Scroll untuk membaca

Lantas, bagaimana cara merekrut anak-anak muda di sana? Abdullah Said yang pernah bergelut di organisasi Muhammadiyah itu memutuskan untuk menggunakan metoda pelatihan (training).

Namun, metoda ini hanya sekadar cara untuk merekrut kader. Cita-cita KH Abdullah Said tetap ingin membangun sebuah kampung pengkaderan di mana penghuninya menetap, bukan sekadar datang dan pergi.

Rupanya, kepiawaian berceramah yang diberikan Allah Ta'ala kepada KH Abdullah Said menjadikan ia tak merasa sulit mengajak anak-anak muda tersebut bergabung bersamanya. Hanya saja, KH Abdullah Said merasa itu saja belum cukup. Ia masih harus mengajak sejumlah anak muda berpengalaman dari Tanah Jawa untuk ikut berjuang bersamanya di sini.

Lagi-lagi, Allah i memberi jalan kemudahan baginya. Tercatatlah sejumlah nama para pemuda yang bersedia membantu KH Abdullah Said mewujudkan impiannya membangun kampung perkaderan di Balikpapan. Satu di antara para pemuda tersebut adalah KH AHmad Hasan Ibrahim yang baru saja meninggal dunia pada Ahad, 13 Februari 2022. Beliau adalah santri Pesantren Krapyak yang belajar di Akademi Tarjih Muhammadiyah.

Pemuda lainnya yang ikut bersamanya adalah KH Muhammad Hasyim HS. Beliau pernah nyantri di Pondok Modern Gontor. Seorang lagi bernama KH Muhammad Nazir Hasan yang ketika itu juga sedang belajar di Akademi Tarjih Muhammadiyah. Mereka inilah pendiri Hidayatullah. Mereka bersedia membantu KH Abdullah Said mewujudkan impiannya membangun kampung perkaderan di Balikpapan.
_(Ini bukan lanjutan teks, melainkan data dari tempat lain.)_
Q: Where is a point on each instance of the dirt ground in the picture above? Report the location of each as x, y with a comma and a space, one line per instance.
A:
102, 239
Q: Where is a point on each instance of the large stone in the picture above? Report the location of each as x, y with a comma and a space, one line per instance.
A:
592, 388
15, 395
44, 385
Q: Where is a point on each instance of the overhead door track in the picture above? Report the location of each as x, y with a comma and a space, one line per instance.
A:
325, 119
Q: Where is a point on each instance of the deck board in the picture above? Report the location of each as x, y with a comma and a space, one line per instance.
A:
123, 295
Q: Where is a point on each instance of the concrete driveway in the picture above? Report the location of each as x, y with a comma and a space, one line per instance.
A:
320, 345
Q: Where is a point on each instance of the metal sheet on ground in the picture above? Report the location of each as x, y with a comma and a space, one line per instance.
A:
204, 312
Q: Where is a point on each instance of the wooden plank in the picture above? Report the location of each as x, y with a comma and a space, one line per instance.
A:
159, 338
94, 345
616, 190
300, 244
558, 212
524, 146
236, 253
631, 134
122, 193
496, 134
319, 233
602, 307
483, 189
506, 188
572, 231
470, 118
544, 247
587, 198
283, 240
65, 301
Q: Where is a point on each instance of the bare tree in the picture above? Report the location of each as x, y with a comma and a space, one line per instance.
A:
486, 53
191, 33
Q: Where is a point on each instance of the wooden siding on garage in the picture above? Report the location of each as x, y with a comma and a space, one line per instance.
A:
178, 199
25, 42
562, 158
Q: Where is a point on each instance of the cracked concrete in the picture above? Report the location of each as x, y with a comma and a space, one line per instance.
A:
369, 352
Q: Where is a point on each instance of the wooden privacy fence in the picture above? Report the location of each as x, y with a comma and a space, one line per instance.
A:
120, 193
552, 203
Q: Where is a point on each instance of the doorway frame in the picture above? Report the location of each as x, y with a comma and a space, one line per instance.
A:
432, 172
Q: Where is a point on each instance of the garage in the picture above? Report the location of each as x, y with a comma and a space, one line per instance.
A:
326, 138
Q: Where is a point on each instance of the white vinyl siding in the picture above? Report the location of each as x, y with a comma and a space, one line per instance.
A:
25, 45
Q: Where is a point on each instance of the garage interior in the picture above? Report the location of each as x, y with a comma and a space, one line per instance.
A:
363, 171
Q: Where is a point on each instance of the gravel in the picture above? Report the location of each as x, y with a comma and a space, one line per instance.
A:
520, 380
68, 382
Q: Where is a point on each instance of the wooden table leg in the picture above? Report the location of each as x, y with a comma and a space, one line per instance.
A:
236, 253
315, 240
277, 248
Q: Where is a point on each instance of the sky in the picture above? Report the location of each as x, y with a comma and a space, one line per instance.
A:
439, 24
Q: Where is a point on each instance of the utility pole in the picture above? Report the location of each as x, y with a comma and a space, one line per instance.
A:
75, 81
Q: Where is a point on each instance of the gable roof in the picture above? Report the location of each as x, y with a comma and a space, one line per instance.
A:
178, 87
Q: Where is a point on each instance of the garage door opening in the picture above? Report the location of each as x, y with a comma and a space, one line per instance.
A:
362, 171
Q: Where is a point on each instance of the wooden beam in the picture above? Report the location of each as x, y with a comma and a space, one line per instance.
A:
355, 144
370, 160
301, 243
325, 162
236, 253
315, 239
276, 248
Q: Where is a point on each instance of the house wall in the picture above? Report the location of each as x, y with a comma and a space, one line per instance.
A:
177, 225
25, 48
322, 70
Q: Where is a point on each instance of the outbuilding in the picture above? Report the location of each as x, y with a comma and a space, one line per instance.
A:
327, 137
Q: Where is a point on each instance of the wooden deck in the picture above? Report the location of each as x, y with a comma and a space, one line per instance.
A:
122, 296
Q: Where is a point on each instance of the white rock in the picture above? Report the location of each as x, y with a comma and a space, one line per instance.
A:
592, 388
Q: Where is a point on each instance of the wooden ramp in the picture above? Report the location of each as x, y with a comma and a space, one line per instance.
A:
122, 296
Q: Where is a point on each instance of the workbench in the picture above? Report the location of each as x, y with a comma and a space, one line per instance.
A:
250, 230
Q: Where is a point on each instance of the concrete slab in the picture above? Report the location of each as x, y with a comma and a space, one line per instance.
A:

Tanggal 1 Muharram 1393 Hijriyah atau 5 Februari 1973, Allah Ta'ala menganugerahkan kepada KH Abdullah Said sebuah tempat di Karang Bugis, Kalimantan Timur, yang kemudian menjadi sebuah pesantren dan diberinama Hidayatullah. Tanggal ini kemudian ditetapkan sebagai hari lahir Hidayatullah meskipun pusat pembinaan kemudian dipindahkan dari Karang Bugis ke Gunung Tembak pada 1976. Dari Gunung Tembak inilah justru cerita tentang Hidayatullah dimulai.

Tekad untuk mewujudkan cita-cita membangun sebuah kampung perkaderan semakin menguat ketika KH Abdullah Said mendapat suntikan semangat dari Buya Hamka saat berkunjung ke Balikpapan. "Teruskan usaha ini Nak. Ini adalah usaha yang mulia," ujar Buya Hamka sambil menepuk-nepuk bahu KH Abdullah Said muda.

KH Abdullah Said saat menerima Kalpataru.

Bahkan, dalam perkembangan selanjutnya, cita-cita KH Abdullah Said bukan lagi sekadar membangun kampung perkaderan, namun membangun kampus yang berperadaban Islam. Cita-cita ini tertulis jelas dalam visi organisasi Hidayatullah yang dirumuskan kemudian.

KH Abdullah Said sadar bahwa orang-orang yang berjuang menegakkan Islam secara kaffah kerap dianggap aneh. Namun, ia juga tahu bahwa anggapan seperti itu sudah ada sejak zaman Rasulullah SAW. Maa anta bini'mati rabbika bi majnuun (Dengan karunia Tuhanmu, engkau, Muhammad, bukanlah orang gila). Begitulah bunyi al-Qur'an surat al-Qolam [68] ayat 2 tentang keadaan tersebut.

Ayat ini juga yang menjadi salah satu inspirasi KH Abdullah Said mewujudkan cita-citanya membangun sebuah perkampungan pengkaderan di Kalimantan Timur. KH Abdullah Said ingin membuktikan kebenaran ayat tersebut lewat sebuah perkampungan kecil yang biasa ia sebut "kampus". Dan, kampus ber-Qur'an tersebut bernama Hidayatullah.

Yang menarik, orang-orang yang tinggal di kampus ini tidak semata belajar membaca al-Qur'an, namun juga belajar menerapkan al-Qur'an. Ini diakui oleh Syamsurijal Palu, salah seorang perintis Hidayatullah, dalam acara Sarasehan Pendiri dan Perintis Hidayatullah di Tanjung Uncang, Batam, Kepulauan Riau, pada Juni 2015.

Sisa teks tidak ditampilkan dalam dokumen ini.